XXII. И родной АКМС наперевес...
Бригада спецназа, в которой теперь служил Рыбаков, должна была пересечь движение нелегальных караванов в районе пустыни Регистан и немного севернее ее. С северной частью зоны ответственности вопрос решался довольно просто — это была обжитая местность, в которой проходили основные караванные пути. Поэтому'духи' обычно, без всяких изысков, перевозили оружие и боеприпасы на автомобилях 'Симург' по проселочным дорогам. Такие машины везли по дорогам до двух тонн груза и всего лишь несколько машин могли удовлетворить потребности целой банды на месяц, а то и более.
Это позволяло довольно легко обнаружить караван с вертолетов и уничтожить его ударом с воздуха, или высаженной на его пути засадой.

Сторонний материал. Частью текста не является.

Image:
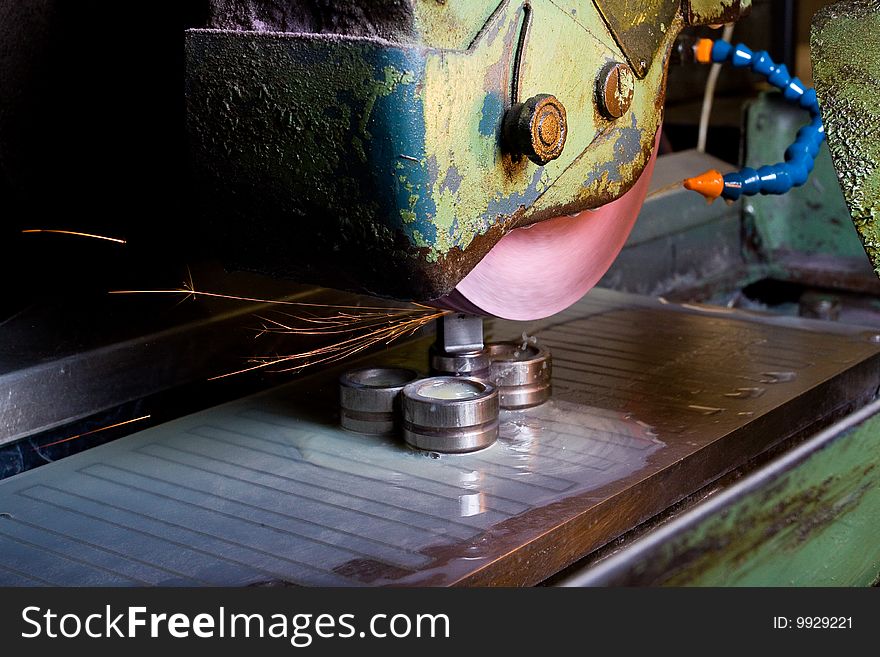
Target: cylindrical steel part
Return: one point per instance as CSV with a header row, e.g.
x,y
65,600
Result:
x,y
369,399
521,373
450,414
468,363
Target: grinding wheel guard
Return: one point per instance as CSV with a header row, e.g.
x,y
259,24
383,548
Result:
x,y
358,163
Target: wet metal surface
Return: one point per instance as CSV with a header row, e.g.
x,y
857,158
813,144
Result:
x,y
807,519
650,403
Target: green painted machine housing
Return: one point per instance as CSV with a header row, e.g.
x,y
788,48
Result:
x,y
846,68
363,164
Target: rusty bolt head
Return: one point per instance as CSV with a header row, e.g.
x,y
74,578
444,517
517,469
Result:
x,y
536,128
614,89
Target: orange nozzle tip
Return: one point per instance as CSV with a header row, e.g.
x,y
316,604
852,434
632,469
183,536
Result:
x,y
709,184
703,51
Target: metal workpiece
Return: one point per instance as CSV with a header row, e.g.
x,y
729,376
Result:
x,y
614,90
522,373
450,414
536,129
458,349
467,363
459,333
369,399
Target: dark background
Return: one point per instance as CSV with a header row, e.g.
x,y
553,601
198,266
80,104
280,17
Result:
x,y
92,139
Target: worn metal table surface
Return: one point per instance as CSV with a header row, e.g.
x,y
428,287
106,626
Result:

Тем более, что теперь для легальных караванов организовывалась охрана мотострелками 'на броне', при необходимости — даже с контролем пути вертолетами.
Однако оружие по-прежнему поступало к разрозненным, но еще боеспособным бандам душманов. И наркотики все также уходили в Пакистан, где превращались в валюту, необходимую для закупки новых партий оружия и боеприпасов. И неизвестно, как бы повернулось дело, если бы в один прекрасный день комбат Мальцев не привез в отряд некую бородатую личность. С закатанными рукавами рубашки и буйной растительностью на лице, гость производил сильное впечатление. Перевязанный красным платком, как пират, он и походил на одного из грабителей морей.
— Знакомься. Это Маланг, — Мальцев представил Рыбакову бородача. — Прекрасно знает пустыню.
Имя афганца несколько напрягло Антона, поскольку лидером ИПА в провинции был мулла Маланг. Но, как выяснилось при знакомстве, это был заместитель вождя одного из племен белуджей и к своему печально известному тезке отношения не имел. Поздоровались, причем приезжий не только пожал руку по-русски, но и сказал: 'Здравствуйте' почти без акцента. Правда, почти сразу выяснилось, что это практически весь его русскоязычный словарь, если не считать четырех слов относящихся к купле-продаже, поэтому Рыбаков вызвал Тулу, который кроме саперного дела, как оказалось, отлично знал фарси. А Маланг на фарси говорил, и неплохо. Антон же фарси не знал, а его пуштунский словарь был богаче, чем у афганца русский, лишь на несколько прикладных военных терминов.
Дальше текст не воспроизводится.